Where the test spawns a thread, the latch is decremented inside the spawned thread and where the test code had a sleep a latch.await(timeout) is used. We always specify a timeout to prevent a test that hangs in some odd situation. The timeout can be very generous, e.g. ten seconds where before a one second sleep was used. The latch will only wait until the work is done in the other thread and the race condition has passed. On your high spec workstation it might well not wait at all. On the overloaded CI server it will take longer, but only as long as it needs. A truly massive delay is probably not a great idea as there is a point where you want the test to fail to indicate there is a serious resource issue somewhere.
Where the class under test spawns a thread (an anti-pattern I suspect) then we amend the code so it creates a latch which it then returns to callers. The only user of this latch is the test code. Intrusive as it is, it is often the only way to safely test the code without more significant refactoring.
There are some larger issues here. Is the code fundamentally wrong in its use of threading? Should it be recoded to use a more consistent and simple concurrency model and rely more on third party thread pool support?

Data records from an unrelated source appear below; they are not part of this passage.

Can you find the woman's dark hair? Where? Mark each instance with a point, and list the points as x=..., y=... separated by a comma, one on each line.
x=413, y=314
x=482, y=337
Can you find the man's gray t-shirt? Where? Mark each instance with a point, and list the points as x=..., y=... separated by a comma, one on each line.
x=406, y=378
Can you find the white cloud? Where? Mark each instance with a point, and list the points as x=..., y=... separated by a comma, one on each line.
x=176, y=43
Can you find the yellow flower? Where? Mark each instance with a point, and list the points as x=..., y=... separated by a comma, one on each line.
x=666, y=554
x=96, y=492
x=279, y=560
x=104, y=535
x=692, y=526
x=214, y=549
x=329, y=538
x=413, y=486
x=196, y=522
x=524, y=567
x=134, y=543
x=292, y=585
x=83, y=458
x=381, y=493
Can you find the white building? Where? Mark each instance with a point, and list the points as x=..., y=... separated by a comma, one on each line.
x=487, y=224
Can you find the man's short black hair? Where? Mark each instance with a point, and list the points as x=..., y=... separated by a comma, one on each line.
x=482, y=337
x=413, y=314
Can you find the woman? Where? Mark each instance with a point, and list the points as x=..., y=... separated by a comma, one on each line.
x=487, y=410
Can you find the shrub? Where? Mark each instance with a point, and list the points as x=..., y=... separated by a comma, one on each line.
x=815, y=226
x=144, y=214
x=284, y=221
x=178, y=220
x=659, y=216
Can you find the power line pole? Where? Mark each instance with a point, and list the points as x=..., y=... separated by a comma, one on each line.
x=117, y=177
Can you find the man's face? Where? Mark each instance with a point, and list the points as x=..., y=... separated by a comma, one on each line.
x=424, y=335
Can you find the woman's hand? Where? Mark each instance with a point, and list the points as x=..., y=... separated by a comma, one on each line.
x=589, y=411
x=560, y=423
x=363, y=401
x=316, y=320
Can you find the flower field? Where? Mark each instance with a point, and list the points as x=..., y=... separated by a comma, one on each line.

At risk of straying from my comfort zone of simple, pragmatic, software delivery, deep down I have never been very happy about the implications of complicated multi-threaded code and automated testing. You can write a class augmented with a simple and straightforward test class which verifies the classes operation and illustrates its use. You can apply coverage tools such as Emma and Cobutura which can give a measure of the amount of code under test and even the amount of complexity that is not being tested. I am not convinced it is always possible to write simple tests that ‘prove’ that a class works as expected when multiple threads are involved (note I say always and simple).
I do not know of any tools that can give you an assurance that you code will always work no matter what threads are involved. Perhaps a paradigm shift such as that introduced by languages such as Scala and Erlang will remove this issue?
There is some good advice available regarding testing concurrent code and I am sure lots of very clever people have spent lots of time thinking this through but its certainly not straight in my head yet.